Now, to the flip side. In order to be successful in that intent, I do have to decide what in my life can be set aside to make room. The image I’ve been working on is the image of our lives being a bucket (or a water tank as a member of the church shared). Our buckets are already full of things we do. So, for me to be successful in making those practices a core in my life, something has to be taken out of my bucket.

As I thought about that, I have realized for a long time that aimless television viewing is a major time and energy sink for me. Notice, I didn’t say television itself, but aimless television viewing. This is sitting down, grabbing the remote and spending hours just flipping around watching for a few moments whatever catches my attention. Big problem. So, that is the giving up part of this formula.

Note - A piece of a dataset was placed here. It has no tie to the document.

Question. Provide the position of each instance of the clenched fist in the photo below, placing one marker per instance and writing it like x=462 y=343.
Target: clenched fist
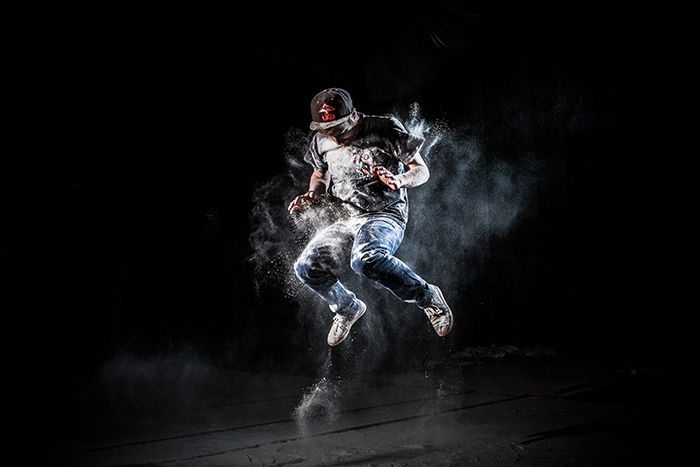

If I have a show I want to watch, fine, I will watch it, but then I want to turn the television off when it is done. The other night, I sat with my wife and watched a couple hours of television. That’s fine, too. We were sharing some time together, we would watch, we would talk. Yet, I have to confess, when she left, I slipped right back into the aimless viewing that I was wanting to stay away from.

Now to the point of this post!

I realized as I was processing that event in my journal, that the larger attitude I am trying to give up is living without intention. To do something without aim, purpose, or intention leads to that larger experience of wasting the precious moments that God gives us. This is living without choice.

The gift of life is something wonderful and I want to waste less and less of it as time goes on. So whether it is watching television or surfing the web or pastoring a church or anything else in my life. I am realizing that to live it best is to live with intention. And that intention is to express in everything I do the living Essence of God within me.